The Stephens, one of four families who lived off their emergency supplies over the weekend, faced several challenges.

The Red Cross recommends you store 14 gallons of water and 42 meals per person in the event of a natural disaster, enough to last about two weeks.  Ten-year-old Sadie Stephens packed a few extra essentials.

“I only brought my sneakers, a notebook, and I brought my stuffed animal because I can’t sleep without him,” she said, showing off the tent she shared with her mom, Megan Stephens.

The Stephens women, along with 11-year-old Shea and father John Stephens, recently participated in OPB’s “Living Off Your Quake Kit” weekend, in which they practiced living off their emergency supplies.

Outside the tent at the Portland family’s home, the rest of the emergency gear was staged in yard: boxes of freeze dried meals, a radio charged by a small solar panel, a generator and about 30 gallons of water stored in large jugs.

“It could be weeks before the city has water trucks coming down your street. It’s very unrealistic to think first responders are going to have enough for people,“ said John, a program officer with Mercy Corps.

 A real Cascadia Subduction Zone earthquake could badly damage the city’s water pipes and it could take more than a year to repair the system. So over the weekend, the family relied on their stored water to drink, do their dishes, and cook their dehydrated meals.

The family experienced an earthquake when they lived in China in 2013 — a scare that convinced them to prepare for the big one in Oregon.

The only thing their kit was really missing was a skillet, essential because one of their emergency food boxes contained dozens of silver packages of pancake mix. Shea loves pancakes. On Saturday, with some help from Megan, he poured some mix into a soup can and cooked it on the fire.

Shea Stephens eats a pancake cooked in a tin can on a fire in the backyard of their house in North Portland.

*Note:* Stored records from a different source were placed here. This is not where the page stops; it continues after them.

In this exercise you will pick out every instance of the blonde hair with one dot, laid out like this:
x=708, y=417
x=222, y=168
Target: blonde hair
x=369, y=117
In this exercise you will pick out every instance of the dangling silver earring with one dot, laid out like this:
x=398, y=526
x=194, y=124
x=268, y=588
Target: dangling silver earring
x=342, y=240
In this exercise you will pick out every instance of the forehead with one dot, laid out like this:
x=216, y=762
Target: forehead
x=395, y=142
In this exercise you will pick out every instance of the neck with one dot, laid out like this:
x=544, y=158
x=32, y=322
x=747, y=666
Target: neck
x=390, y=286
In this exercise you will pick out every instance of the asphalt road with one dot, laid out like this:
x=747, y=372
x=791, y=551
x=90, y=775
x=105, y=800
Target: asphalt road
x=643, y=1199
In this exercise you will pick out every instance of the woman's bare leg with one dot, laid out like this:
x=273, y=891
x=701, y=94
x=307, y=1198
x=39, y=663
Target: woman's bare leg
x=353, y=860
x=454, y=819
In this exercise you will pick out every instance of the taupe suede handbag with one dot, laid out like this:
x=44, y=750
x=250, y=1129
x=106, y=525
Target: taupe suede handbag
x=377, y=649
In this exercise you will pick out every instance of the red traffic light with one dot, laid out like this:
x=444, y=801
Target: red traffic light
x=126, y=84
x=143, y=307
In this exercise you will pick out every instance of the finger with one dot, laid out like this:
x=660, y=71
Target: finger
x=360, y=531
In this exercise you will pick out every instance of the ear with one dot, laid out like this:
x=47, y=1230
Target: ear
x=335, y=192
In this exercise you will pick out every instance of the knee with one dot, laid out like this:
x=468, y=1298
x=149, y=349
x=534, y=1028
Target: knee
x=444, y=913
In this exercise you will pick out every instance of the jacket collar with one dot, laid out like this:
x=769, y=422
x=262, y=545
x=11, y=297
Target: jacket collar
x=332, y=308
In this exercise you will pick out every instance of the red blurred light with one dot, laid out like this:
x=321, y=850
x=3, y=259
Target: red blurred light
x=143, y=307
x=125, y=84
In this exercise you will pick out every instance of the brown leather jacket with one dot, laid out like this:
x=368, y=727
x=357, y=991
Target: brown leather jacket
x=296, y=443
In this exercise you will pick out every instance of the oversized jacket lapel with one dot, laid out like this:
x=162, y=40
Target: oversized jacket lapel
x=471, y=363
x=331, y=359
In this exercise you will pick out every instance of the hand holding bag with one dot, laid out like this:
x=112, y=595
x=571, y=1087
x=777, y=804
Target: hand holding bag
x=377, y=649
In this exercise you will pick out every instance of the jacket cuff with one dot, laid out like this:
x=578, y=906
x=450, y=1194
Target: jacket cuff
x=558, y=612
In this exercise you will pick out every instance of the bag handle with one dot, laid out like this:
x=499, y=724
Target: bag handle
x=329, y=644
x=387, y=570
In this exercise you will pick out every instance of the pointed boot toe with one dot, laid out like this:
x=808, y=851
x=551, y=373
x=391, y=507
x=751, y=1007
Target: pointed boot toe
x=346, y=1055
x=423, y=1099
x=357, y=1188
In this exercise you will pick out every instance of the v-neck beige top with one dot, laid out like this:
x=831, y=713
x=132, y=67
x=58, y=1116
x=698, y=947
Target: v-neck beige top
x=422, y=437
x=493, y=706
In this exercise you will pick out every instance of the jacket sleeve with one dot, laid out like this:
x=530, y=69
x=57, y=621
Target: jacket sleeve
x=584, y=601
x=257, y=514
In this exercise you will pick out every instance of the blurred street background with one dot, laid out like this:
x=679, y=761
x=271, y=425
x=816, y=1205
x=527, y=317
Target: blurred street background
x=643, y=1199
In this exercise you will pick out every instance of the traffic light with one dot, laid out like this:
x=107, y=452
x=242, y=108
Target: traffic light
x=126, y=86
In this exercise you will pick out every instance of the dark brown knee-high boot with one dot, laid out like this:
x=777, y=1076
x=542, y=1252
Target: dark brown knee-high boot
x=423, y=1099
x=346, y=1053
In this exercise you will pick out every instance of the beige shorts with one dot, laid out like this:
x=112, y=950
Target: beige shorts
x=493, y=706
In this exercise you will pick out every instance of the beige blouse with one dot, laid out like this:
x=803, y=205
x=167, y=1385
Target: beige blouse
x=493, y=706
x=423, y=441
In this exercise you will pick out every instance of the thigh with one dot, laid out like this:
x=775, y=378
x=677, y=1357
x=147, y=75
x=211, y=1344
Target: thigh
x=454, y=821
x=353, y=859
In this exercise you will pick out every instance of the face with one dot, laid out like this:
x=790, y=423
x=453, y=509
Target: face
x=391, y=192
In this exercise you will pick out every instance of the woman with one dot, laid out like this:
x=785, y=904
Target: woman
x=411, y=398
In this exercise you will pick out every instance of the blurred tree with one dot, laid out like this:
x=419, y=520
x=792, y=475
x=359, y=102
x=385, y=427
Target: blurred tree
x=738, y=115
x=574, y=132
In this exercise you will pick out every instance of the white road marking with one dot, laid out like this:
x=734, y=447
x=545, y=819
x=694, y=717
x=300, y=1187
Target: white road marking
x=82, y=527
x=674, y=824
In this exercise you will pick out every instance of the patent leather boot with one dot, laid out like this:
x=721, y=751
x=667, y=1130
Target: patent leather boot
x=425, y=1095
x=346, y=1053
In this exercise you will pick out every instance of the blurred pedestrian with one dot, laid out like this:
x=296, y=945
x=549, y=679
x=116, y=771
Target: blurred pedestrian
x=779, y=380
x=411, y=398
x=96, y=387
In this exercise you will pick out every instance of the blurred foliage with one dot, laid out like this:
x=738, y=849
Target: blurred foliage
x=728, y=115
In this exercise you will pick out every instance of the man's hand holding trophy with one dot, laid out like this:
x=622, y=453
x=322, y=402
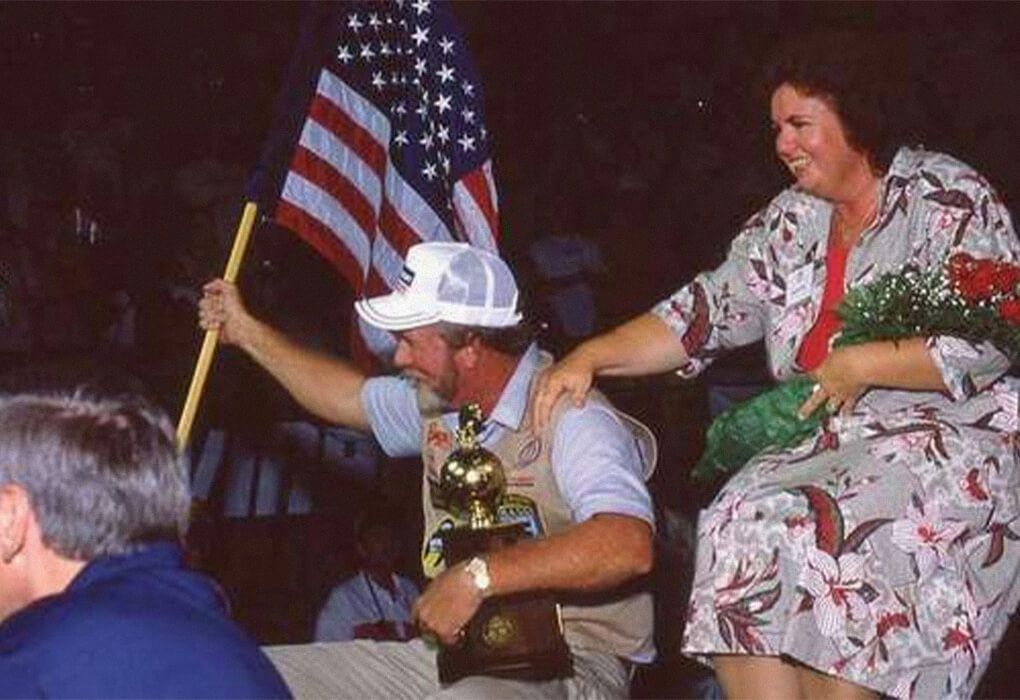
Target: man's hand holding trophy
x=516, y=636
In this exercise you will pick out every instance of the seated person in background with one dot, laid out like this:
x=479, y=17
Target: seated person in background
x=578, y=484
x=94, y=598
x=375, y=602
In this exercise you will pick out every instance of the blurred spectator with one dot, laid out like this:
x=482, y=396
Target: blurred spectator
x=375, y=602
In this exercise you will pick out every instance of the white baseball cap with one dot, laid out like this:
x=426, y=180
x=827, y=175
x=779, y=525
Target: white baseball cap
x=451, y=282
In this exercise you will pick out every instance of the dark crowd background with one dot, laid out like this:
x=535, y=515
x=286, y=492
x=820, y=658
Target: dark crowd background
x=128, y=132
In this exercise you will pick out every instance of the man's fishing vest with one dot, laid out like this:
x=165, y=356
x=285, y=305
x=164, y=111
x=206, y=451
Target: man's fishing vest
x=619, y=620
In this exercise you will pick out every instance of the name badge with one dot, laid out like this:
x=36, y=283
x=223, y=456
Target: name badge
x=800, y=284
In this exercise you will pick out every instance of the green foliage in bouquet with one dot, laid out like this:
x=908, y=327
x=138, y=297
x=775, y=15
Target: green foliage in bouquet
x=971, y=299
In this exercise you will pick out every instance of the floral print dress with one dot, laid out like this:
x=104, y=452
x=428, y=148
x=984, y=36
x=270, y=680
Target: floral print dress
x=885, y=548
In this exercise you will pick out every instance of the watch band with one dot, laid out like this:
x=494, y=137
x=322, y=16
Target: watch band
x=478, y=570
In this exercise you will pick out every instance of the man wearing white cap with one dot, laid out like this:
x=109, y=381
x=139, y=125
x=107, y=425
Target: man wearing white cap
x=577, y=484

Over the weekend, the Stephens had to live off what they could find and cook, without using power sources or running water.

Shea Stephens eats a pancake cooked in a tin can on a fire in the backyard of their house in North Portland. Over the weekend, the Stephens had to live off what they could find and cook, without using power sources or running water.

Amelia Templeton/OPB

“’The cancake!” he announced proudly, taking a bite of the mostly cooked result.  “And I invented it by the way. No credit goes to mom.”

“I get some credit because it’s my can,” Sadie argued.

But the Stephens aren’t just worried about feeding their own kids. They want to help their neighborhood after a disaster.  John has a chainsaw and crowbar for search and rescue operations, and he and Megan plan to share their supplies with people who need help — an idea the kids weren’t sold on.

“What If another family said, ‘We forgot to pack food. Can we hang out with you guys?’” John proposed.   

“No!” Sadie said. “Not happening. I’d slam the door!” Shea agreed.

“What if Ezra came over? What would you do if your best friend came over?” John said, gently pressing the kids.

Sadie thought about it. “I’d give her half my chicken noodle soup,” she said.

On Sunday, John and Megan conducted an informal neighborhood survey, to find out who on their block had prepared and who would need help after a real quake.  

“I think I could be helpful with food, because I’m a single mom who shops at Costco,” said Barb Fisher, the first neighbor they visited. “But not water. I mean, I probably have 15 pounds of pasta in the basement but how would we cook it?”

John told Fisher that in a real emergency, she could drain her hot water heater and use that water.

“Oh, that’s exciting. I feel like I could contribute!” Fisher said, relieved.

Next, the Stephens talked with Myrna Huffman, an 87-year-old neighbor who lives alone. She had plenty of food and cat food, but again, no bottled water.

“Well, if there’s a big earthquake, we’re coming over to see what you need, OK?” Megan assured her.  

Over the course of the day, Megan and John talked to five of their neighbors. John was shaken by what he learned: No one has water stored.

“I wasn’t expecting them all to be unprepared,” he said.  

John and Megan decide it would be worth getting rain barrels and building a water catchment system that could hold hundreds of gallons, instead of dozens.

But John also realized he needs to encourage more of his neighbors to prepare. There’s only so far the family can stretch their own knowledge and supplies.

“If we have a great kit and we come into a community where we’re one out of 100 families that’s prepared, it’s going to have some pretty bad consequences,” he said. “I’m worried about what that’s going to mean.”